Moving Beyond The Memorable, To The Magical

This week’s New Yorker magazine has a profile on architect Santiago Calatrava. He discussed some amazing concepts about PURPOSE, which I found fascinating, especially when you consider its relation to publishing, both in print and on the web.

I would sum up his philosophy as follows:

It’s about the experience, not the artifact.

While his designs are sometimes spectacular visually, his real focus is on the underlying purpose of a project. Relating this to publishing, it would mean that the goal is not a "magazine" or a "blog" or a "website." The goal is solving deeper problems. One shouldn’t get too wrapped up in the form if does not elevate that purpose. This said, the form of what you do can have a huge affect on serving customers.

A design may be useful, and even nice to look at, culminating in:

Something merely memorable, but not magical.

When you step across that line of achieving the perfect balance of form and function – it is elevated to heights greater than the sum of its parts. The New Yorker on Calatrava’s buildings:

"At their best, his buildings inspire visceral awe rather than thoughtful appraisal, and deliver the uplifting impact of a cathedral, even when their purpose is merely to shelter commuters."

His design for the new PATH train station at the World Trade Center site is a primary example of the line between memorable and magical design. You have likely seen the design of the street-level entrance, a cross between the skeleton of a whale, and the wings of a bird. But so much more of the station exists underground, and it is here that budget cuts from the city could reduce his design from magical, to merely memorable. Calatrava’s explains:

"Because the station has a part that is symbolic, people think that is the station, but that is not the station," he continued. "That is just the sign to show people where it is on the street." The real station, he said, was what lay below street level: the vast mezzanine unobstructed by columns, and lit by natural light filtered from above, bestowing upon the traveler all the grandeur and sense of occasion offered by the great room of Grand Central, with its celestial roof and shafts of sunlight. "They should not build the iconic part," he insisted… "They should wait another generation, and they should build that which the other generation cannot build. The next generation can build the iconic part, but the platforms, the services, the generous spaces, the sense of arrival – these things they will never be able to move."

With either design, will it still function as a train station? Of course. But cutting elements of his original design it will likely lose something, something special, which he explains with Grand Central Station in New York as an example:

"You go into Grand Central and you immediately understand that this has been done for you: it is a gift to everyone, it is a gift to the city."

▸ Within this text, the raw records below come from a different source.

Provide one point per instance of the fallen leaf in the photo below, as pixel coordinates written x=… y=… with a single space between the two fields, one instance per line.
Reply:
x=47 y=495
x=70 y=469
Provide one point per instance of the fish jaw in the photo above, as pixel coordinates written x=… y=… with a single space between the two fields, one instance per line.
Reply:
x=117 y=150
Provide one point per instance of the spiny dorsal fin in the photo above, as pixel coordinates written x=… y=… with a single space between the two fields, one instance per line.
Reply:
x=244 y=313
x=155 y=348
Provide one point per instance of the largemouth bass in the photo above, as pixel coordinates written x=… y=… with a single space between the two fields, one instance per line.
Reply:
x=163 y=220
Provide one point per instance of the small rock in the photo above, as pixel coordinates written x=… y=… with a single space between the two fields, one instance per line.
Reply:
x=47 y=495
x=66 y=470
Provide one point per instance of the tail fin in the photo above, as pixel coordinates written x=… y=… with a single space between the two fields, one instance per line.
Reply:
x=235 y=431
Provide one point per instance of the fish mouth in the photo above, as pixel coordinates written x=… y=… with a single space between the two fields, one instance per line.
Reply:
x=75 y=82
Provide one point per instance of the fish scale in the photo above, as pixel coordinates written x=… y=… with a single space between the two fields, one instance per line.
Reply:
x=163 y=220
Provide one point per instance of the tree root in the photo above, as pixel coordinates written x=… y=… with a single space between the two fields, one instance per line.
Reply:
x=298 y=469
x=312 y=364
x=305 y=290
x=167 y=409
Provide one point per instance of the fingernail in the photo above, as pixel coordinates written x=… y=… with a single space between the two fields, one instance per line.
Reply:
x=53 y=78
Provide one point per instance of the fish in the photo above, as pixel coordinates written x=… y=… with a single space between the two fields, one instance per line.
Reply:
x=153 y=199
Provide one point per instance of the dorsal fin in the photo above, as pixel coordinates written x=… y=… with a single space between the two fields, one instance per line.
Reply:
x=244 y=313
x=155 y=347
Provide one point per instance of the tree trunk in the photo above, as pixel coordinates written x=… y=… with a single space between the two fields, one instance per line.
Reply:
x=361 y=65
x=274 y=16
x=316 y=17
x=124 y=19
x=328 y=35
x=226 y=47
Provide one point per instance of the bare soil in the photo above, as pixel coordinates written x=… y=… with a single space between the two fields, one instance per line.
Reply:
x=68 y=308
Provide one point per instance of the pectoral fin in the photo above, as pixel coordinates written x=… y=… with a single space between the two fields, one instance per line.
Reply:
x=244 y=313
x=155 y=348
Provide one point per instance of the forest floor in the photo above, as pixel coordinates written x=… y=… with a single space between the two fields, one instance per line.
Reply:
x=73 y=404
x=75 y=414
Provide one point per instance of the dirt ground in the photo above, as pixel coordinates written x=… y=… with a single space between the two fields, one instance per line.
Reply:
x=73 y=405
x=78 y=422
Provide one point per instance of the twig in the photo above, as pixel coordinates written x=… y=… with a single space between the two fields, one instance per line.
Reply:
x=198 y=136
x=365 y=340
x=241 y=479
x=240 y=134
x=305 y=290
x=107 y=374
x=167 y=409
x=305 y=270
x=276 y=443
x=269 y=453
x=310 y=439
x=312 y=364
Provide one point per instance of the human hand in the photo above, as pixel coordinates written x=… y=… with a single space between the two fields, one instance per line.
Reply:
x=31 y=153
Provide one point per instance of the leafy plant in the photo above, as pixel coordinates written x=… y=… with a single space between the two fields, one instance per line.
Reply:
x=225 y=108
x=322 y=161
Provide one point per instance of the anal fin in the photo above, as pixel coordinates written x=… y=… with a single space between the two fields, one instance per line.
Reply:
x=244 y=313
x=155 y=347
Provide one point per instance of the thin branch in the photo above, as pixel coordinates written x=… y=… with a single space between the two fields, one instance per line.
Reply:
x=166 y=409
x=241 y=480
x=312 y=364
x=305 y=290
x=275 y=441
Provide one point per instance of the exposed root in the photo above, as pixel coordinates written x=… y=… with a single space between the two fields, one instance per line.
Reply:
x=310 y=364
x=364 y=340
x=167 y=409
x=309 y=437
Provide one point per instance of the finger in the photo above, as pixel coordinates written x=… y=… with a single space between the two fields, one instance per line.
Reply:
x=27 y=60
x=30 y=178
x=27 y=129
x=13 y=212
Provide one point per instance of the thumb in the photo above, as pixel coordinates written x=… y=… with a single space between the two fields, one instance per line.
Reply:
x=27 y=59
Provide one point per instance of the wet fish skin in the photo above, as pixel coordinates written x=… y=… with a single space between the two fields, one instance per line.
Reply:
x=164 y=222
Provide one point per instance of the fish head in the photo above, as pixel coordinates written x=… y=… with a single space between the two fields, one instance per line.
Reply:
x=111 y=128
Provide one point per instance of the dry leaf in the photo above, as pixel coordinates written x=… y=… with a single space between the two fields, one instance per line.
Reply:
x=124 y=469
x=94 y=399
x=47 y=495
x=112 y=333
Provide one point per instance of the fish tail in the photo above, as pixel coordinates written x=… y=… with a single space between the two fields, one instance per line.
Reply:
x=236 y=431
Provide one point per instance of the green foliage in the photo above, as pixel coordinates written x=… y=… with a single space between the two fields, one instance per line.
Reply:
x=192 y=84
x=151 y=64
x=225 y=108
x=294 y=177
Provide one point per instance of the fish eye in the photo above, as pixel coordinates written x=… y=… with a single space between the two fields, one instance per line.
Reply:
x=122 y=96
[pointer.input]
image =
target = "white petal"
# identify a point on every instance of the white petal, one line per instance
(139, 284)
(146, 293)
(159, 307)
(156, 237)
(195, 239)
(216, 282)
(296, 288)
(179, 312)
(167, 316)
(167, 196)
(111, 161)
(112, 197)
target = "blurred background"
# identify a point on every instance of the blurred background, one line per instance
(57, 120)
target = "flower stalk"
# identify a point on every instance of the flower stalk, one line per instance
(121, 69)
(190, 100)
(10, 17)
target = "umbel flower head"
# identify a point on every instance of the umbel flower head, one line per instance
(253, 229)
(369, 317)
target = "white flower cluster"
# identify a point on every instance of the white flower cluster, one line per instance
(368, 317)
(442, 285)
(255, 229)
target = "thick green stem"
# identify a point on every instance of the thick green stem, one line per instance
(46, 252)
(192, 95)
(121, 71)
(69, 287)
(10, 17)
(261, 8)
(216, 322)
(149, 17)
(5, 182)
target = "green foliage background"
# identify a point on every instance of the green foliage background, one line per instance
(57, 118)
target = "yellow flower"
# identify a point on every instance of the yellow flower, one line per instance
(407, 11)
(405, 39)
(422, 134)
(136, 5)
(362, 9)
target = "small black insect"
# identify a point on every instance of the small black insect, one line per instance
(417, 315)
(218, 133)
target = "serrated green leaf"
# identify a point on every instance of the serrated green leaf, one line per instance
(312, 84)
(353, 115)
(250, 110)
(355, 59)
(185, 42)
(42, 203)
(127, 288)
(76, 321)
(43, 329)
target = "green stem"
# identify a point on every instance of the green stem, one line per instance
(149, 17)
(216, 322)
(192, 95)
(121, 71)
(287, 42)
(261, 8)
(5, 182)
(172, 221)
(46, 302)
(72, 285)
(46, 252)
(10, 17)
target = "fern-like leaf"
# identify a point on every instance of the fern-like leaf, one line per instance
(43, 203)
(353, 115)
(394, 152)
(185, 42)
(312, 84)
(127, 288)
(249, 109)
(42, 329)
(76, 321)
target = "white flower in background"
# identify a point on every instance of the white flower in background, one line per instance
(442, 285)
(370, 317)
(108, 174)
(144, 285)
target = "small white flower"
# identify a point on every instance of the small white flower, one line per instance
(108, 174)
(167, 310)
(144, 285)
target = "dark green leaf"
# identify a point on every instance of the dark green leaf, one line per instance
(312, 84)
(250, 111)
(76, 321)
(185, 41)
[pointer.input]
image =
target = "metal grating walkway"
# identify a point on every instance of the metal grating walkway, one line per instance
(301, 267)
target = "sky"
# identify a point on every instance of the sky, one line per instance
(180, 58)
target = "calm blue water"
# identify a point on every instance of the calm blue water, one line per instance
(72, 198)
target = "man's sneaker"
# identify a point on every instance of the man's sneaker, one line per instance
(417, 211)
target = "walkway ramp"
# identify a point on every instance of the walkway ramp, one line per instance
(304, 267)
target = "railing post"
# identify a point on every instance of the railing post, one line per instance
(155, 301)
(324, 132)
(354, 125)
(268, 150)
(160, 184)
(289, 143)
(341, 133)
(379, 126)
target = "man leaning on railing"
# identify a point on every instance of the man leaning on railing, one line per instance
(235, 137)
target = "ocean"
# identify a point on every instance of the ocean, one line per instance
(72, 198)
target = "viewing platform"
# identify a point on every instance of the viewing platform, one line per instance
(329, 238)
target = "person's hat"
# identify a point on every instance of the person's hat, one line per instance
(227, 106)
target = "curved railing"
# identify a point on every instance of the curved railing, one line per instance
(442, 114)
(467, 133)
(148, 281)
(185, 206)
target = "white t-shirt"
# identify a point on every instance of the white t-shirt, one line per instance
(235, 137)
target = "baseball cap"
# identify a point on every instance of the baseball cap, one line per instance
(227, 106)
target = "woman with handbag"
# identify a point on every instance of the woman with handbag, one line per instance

I am a part of so many discussions about publishing – both print and web. When I think about its true purpose – to help customers and readers – to make people’s everyday lives better – it becomes a transcendent thing – moving beyond debates over podcasts, blogs, resources, magazines, webcasts, templates, aggregation, and will.

It becomes a simple thing:

This is not a problem – this transition in publishing – this is a privilege.

This is our opportunity to create something magical, not merely memorable.

(For more on Santiago Calatrava, Charlie Rose has a great interview with him that is well worth checking out.)

1 comment

  1. I JUST LIKE CALATRAVA’S DESIGNS! BUT HOWEVER I WOULD LUV HIM TO EXPLAIN FURTHER HOW HIS CONCEPTS LEAD TO THE FINAL REQUIRED PROJECT SO THAT I CAN ALSO LEARN COZ HE HAS MADE ARCHITECTURE SEEM PLEASURABLE AND INTERESTING TO ME!